Some More Text Nicks Names:

U Look at the Ocean, see GOD's Abundance ! U Look at the Sky, see GOD's Wonder ! & when U Look at the Mirror, see GOD's BLUNDER !!.php .php

so Sweet is ur SMILE???so Sweet is ur STYLE???so Sweet is ur VOICE???so Sweet is ur EYE?????see...how Sweetly I LIE.php

Another MOON ?..Possible,Another SUN ?..Possible, Another Friend Like U ?..Impossible 'coz GOD can't make same MISTAKE twice...

I saw U on road,U Were Looking so fi9,Ur Face So Divine,Ur Walk So Perfect,I Started to Sing a Sweet Song,WHO LET THE DOGS OUT???

I Love "u"! ,I Love "u"! ,I Love "u"! ,I Love "u"! Hey! Don't get excited I also Love V, W, X, Y, Z :D

A beautiful bird flys, U look up it shits in your eyes. U don't weap don't cry , just thank God cows do not fly

Some times I think y I like u?Sometime i think y I miss u? Some times I think y I love u? Than I feel that I really like Cartoons

My friend the best quality i like about you is that you are very sentimental 10% senti and 90% mental

Ahat si koi ho to lagta hai ke tum ho, Hawa koi Lehrai to lagta hai ke tum ho, Ab tum hi batao ke tum kissi bhoot se kam ho?
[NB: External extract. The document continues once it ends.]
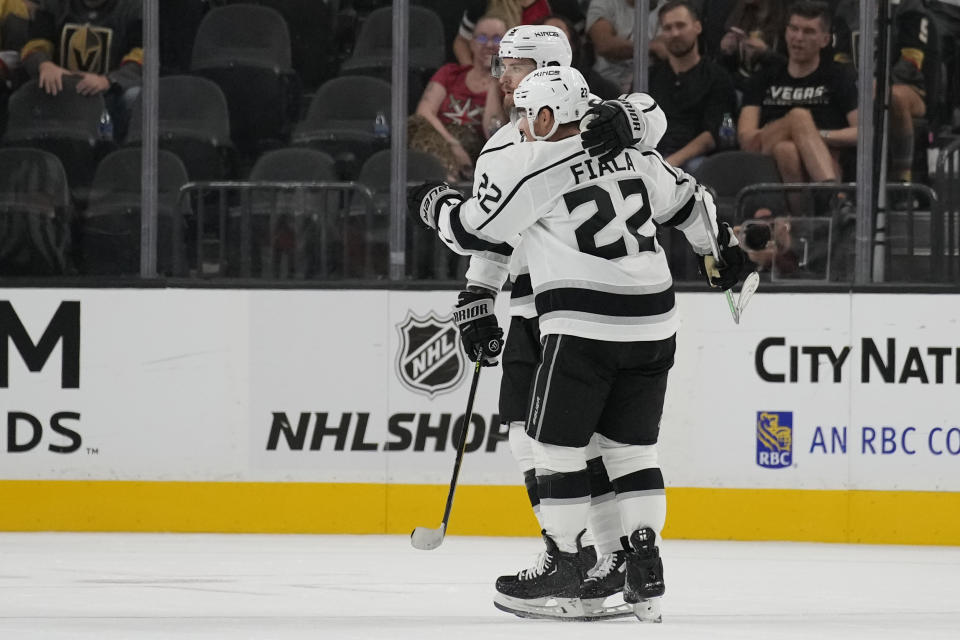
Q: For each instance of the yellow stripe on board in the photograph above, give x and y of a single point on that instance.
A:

She took me to a private room,put her hands on my waist,took off my Top than put her Lips on mine,Oh thanx GOD I am only a bottle

I wish I was a tear drop , born in your eyes , Live on your cheeks and die on your lips

When times comes,to give heart to some1,make sure to select some1 who never break your heart bcoz broken hearts don't spare parts

Love your friends,As they love U,But never hate them when they hate U,Give your smile to everyone but give your heart to Only 1

Sitting Up And Sitting Down , Kissing Is A Common Noun , All The Words With Proper Tense , Choose The Girl With Common Sense

(L)DO U LOVE ME(L)(W) (NO)(W) OK............... NEXXXXXXXXT PLEZZZZZ.....:p

I Was Not *Kissing* Him I Was Just Telling His Lips A Secret!!

A Friend is Sweet when its NEW****Its Sweeter when its TRUE****But you know that its the sweetest when it is U

When i c da moOn..i c u..when i c da starz.i c u when i c da sky i c u..get outa ma wae ...ur blocking ma vieW....!!!!!
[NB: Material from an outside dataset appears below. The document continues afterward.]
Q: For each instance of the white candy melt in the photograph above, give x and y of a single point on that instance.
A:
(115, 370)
When i c da moOn..i c u..when i c da starz.i c u when i c da sky i c u..get outa ma wae ...ur blocking ma vieW....!!!!!

Life brings Kabhi Khushi Kabhi Gham when its end Na Tum Jano Na Hum so guys let Masti who knowz Kal Ho Na Ho

Heer & Ranjha discovered Luv...Romeo & Juliet practised it...Farhaad & Sheerein Died 4 it .....NOw wht abt Ya n Me?
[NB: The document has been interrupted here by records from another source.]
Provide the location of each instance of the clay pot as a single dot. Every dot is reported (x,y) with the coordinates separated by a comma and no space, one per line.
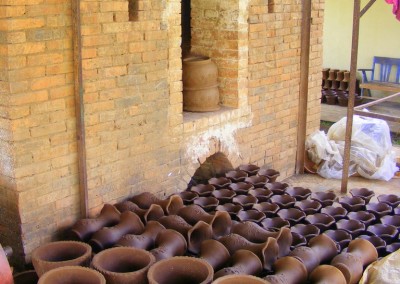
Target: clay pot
(341,237)
(251,215)
(321,220)
(122,265)
(283,201)
(224,195)
(275,223)
(250,169)
(144,241)
(106,237)
(246,201)
(62,253)
(352,203)
(208,203)
(379,209)
(154,212)
(269,209)
(169,243)
(386,232)
(308,206)
(236,175)
(391,199)
(262,194)
(84,228)
(194,235)
(72,274)
(242,262)
(337,213)
(220,222)
(299,193)
(241,187)
(288,270)
(363,192)
(240,279)
(353,227)
(26,277)
(184,270)
(277,187)
(292,215)
(271,174)
(215,253)
(267,252)
(200,84)
(363,216)
(308,231)
(326,198)
(327,274)
(203,190)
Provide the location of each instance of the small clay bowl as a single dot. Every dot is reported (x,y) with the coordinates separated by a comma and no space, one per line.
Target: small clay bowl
(262,194)
(224,195)
(220,182)
(292,215)
(379,209)
(306,230)
(297,241)
(269,209)
(241,187)
(353,227)
(251,215)
(363,216)
(378,243)
(277,187)
(352,203)
(326,198)
(256,181)
(336,212)
(236,175)
(385,232)
(298,192)
(362,192)
(246,201)
(274,224)
(321,220)
(308,206)
(284,201)
(271,174)
(341,237)
(391,199)
(203,189)
(208,203)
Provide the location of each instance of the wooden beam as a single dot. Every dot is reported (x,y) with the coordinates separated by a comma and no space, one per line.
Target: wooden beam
(79,108)
(303,93)
(350,108)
Kiss is'nt like Nokia,Connecting People,Kiss is'nt like Pepsi,Yeh Dil Maange More,But Kiss is like Pan Parag..Ek Se Mera Kya Hoga

Do you believe in Love at First Sight****Or do I have to Walk by Again??:$

Someday u may Lose Ur Hair, Ur Teeth, & ur mind,But 1 thing u can't loose is ur good looks,coz u cant lose wot u don't have!

What's wrong with yur cell everytime I call a voice says that that subscriber u dialed is a Monkey, plz contact zoo for details

If you live to be a hundred, I want to live to be a hundred minus one day, so I never have to live without you.